Private and institutional archives

Faced with the urban upheaval affecting the city of Alexandria, we have felt the need to react swiftly to safeguard a particular form of heritage and a memory that are in danger. This issue is not archaeology in this case, but one of society. 

In this case, we benefit from our social networks, and archive holders, both creators of, as well as descendants holding family archives, come to us. We can ensure them of the long-term preservation of documents, whether physical, digital or both, in a dedicated department within a French research unit that has been based in Alexandria for 30 years, In addition, we can propose the prospects of academic engagement in these archives, in accordance with their wishes, which is often considered to be an added value to the act of donation.

This demand for the safe storage of archives is growing because it is linked to the desire of members or descendants of foreign communities, who lived in Alexandria until the 1960s, to preserve and to share the memory of their Alexandrian life. It is also linked to the difficulties encountered in depositing such archives by the producers and/or heirs of the archives given their current situation (exile, diaspora) and that of the host country (In which institutions should these documents be deposited, with what prospects?). The archives to date are mainly French-language, and shed new light on the cosmopolitan Alexandria of the 19th and 20th centuries.

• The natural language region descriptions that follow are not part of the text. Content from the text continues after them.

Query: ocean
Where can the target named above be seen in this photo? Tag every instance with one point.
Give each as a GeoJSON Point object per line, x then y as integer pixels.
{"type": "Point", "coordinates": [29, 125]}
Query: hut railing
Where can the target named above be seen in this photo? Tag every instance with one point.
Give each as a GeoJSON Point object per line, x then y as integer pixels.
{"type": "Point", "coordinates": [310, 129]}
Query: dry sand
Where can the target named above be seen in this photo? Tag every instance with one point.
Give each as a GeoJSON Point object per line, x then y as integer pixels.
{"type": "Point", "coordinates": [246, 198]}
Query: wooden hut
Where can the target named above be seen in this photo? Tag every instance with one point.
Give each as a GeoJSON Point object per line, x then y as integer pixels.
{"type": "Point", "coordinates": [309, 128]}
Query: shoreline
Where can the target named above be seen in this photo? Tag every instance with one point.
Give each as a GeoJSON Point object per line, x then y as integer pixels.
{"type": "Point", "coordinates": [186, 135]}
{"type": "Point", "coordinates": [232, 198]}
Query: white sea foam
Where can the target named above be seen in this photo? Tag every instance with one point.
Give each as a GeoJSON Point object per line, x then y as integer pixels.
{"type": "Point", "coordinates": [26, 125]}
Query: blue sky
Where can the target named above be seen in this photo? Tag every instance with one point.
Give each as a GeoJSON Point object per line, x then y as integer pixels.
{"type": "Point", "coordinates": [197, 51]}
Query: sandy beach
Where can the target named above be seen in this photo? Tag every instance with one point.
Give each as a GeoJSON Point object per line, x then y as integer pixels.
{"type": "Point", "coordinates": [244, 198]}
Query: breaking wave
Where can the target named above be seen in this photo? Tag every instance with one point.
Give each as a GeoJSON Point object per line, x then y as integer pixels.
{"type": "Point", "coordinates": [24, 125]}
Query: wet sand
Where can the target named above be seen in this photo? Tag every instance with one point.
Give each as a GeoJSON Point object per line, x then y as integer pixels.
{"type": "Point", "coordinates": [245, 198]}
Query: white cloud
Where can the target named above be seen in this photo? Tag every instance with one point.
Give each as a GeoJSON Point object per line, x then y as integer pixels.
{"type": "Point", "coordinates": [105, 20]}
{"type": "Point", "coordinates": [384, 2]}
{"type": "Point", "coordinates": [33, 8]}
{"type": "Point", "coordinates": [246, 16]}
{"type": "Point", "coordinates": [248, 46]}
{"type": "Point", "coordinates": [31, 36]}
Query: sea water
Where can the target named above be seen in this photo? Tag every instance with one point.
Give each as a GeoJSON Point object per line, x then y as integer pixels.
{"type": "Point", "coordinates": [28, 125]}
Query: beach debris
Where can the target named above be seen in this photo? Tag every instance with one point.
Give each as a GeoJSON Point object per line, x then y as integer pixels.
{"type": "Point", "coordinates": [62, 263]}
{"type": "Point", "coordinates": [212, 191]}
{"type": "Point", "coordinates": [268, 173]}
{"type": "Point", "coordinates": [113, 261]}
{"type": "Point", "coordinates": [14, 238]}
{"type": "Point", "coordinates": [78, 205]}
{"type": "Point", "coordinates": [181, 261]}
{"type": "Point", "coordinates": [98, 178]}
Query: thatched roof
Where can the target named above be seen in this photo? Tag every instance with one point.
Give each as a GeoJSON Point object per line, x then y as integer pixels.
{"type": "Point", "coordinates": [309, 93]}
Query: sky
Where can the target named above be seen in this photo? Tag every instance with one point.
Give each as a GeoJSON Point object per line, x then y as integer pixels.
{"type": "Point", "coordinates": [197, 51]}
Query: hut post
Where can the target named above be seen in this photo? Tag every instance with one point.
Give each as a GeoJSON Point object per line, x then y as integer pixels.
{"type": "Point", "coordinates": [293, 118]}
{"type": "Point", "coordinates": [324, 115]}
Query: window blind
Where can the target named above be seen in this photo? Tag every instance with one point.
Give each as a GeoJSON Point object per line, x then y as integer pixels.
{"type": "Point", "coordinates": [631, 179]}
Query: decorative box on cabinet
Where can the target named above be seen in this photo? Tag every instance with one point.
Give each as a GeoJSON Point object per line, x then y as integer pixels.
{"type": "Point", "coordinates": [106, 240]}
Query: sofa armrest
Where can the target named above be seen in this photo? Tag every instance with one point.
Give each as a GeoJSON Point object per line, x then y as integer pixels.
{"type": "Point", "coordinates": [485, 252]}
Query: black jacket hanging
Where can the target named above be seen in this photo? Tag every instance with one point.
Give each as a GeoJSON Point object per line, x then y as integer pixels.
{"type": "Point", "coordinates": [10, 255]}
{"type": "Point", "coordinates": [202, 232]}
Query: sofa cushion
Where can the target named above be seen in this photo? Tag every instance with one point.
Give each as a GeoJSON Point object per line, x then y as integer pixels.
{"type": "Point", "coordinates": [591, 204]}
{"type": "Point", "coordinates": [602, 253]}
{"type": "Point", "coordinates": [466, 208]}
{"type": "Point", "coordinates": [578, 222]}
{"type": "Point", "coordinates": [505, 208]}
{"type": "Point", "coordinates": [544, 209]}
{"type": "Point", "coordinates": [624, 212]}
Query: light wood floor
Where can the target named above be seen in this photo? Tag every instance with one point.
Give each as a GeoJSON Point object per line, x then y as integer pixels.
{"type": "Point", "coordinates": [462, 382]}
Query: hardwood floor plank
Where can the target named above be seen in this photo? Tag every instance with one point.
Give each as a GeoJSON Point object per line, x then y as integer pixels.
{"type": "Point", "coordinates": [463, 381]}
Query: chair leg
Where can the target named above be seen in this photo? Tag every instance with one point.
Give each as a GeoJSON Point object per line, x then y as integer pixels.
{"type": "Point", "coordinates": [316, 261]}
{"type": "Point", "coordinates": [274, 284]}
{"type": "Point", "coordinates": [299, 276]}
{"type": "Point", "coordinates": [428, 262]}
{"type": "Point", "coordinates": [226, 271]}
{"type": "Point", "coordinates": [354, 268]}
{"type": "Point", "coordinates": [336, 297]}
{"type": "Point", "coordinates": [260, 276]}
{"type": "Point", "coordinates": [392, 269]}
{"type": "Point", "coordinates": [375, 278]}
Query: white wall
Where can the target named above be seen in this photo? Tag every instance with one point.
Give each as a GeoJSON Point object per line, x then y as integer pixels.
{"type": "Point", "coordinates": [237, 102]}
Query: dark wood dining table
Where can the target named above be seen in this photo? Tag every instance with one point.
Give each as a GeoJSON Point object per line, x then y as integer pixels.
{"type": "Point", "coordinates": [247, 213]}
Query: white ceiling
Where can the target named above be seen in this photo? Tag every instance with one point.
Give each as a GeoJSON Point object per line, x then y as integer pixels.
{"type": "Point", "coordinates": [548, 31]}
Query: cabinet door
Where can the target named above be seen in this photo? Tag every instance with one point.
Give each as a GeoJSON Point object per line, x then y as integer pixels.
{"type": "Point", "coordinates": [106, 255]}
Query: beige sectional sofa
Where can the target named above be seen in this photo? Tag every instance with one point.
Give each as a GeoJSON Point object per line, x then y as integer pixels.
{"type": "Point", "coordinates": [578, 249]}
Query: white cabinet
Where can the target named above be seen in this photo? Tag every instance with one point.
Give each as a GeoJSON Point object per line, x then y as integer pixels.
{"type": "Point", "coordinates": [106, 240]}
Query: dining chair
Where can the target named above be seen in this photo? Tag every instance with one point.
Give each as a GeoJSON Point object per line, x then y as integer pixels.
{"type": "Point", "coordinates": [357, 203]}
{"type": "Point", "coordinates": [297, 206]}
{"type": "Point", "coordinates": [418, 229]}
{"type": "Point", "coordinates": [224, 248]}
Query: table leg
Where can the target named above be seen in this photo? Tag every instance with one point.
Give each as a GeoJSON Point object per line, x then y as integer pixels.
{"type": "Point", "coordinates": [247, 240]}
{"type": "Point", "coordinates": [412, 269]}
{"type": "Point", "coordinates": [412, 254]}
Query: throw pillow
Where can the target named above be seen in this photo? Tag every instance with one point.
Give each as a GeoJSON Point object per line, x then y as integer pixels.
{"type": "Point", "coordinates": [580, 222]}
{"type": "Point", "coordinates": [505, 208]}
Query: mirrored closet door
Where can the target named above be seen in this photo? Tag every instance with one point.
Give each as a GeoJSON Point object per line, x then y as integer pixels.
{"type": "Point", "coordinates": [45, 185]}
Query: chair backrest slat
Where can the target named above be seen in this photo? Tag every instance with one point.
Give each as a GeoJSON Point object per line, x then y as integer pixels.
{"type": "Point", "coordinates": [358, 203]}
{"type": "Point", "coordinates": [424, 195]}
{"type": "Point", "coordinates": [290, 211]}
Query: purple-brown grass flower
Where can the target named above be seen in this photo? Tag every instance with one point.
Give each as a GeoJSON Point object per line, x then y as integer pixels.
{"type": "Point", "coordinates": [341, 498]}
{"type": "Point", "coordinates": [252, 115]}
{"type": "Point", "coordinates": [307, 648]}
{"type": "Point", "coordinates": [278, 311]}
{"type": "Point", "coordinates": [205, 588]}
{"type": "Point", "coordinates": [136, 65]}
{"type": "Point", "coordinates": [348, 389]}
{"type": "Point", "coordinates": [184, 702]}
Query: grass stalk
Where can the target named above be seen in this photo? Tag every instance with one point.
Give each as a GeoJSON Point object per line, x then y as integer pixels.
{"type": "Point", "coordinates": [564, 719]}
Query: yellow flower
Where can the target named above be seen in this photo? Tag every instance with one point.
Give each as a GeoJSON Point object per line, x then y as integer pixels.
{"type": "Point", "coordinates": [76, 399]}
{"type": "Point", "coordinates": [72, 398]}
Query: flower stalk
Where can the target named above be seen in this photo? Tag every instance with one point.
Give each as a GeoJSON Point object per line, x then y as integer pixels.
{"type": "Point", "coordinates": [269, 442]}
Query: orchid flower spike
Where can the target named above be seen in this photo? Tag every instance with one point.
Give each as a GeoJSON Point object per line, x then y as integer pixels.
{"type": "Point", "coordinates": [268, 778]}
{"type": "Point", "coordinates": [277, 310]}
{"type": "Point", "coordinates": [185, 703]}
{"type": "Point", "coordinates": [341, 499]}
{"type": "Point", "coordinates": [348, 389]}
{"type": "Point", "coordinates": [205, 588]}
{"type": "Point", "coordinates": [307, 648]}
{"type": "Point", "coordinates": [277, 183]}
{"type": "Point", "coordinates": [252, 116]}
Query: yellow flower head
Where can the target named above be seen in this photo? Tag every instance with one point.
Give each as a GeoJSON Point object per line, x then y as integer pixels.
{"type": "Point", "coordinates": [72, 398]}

Our expertise has gained recognition through the creation and organisation of cultural events such as the Alexandria Heritage Days, which the CEAlex has managed since 2010, as well as through the publication of scientific works highlighting the heritage and historical importance of private and institutional archival documents. Such material complements the other types of documentary resources held at the CEAlex as part of our study of the city and its past (see the work by D. Gogny, Archives d’Orient, recently published by the CEAlex in the new Alexandrie moderne collection).

Lastly, we should note the snowball effect in the collection of French-language newspapers and other items. From the outset this represented an engagement with private and institutional archives. Indeed, the collection began with institutions, particularly schools, decommissioning elements of their libraries. Then, after visits to Alexandria’s souq el-gomaa (Friday flea market), we acquired a batch of newspapers that turned out to have come from one person who had built up a veritable news archive in his apartment. Thanks to private archives also sold at the souq, we were able to take small steps towards identifying the protagonists in this personal story, a micro-history that bears witness to the history of the city.


After consideration as to how the documents could be used and made available, in accordance with legislation on private archives, we have developed a somewhat limited solution consisting of the creation of an online archival catalogue, which provides an overview of the collections held by the CEAlex through an appropriate description and possibly selected elements as illustrations, but without giving immediate open access to all the digitised documents. This would seem a reasonable way in which to make these archival documents available in a controlled manner.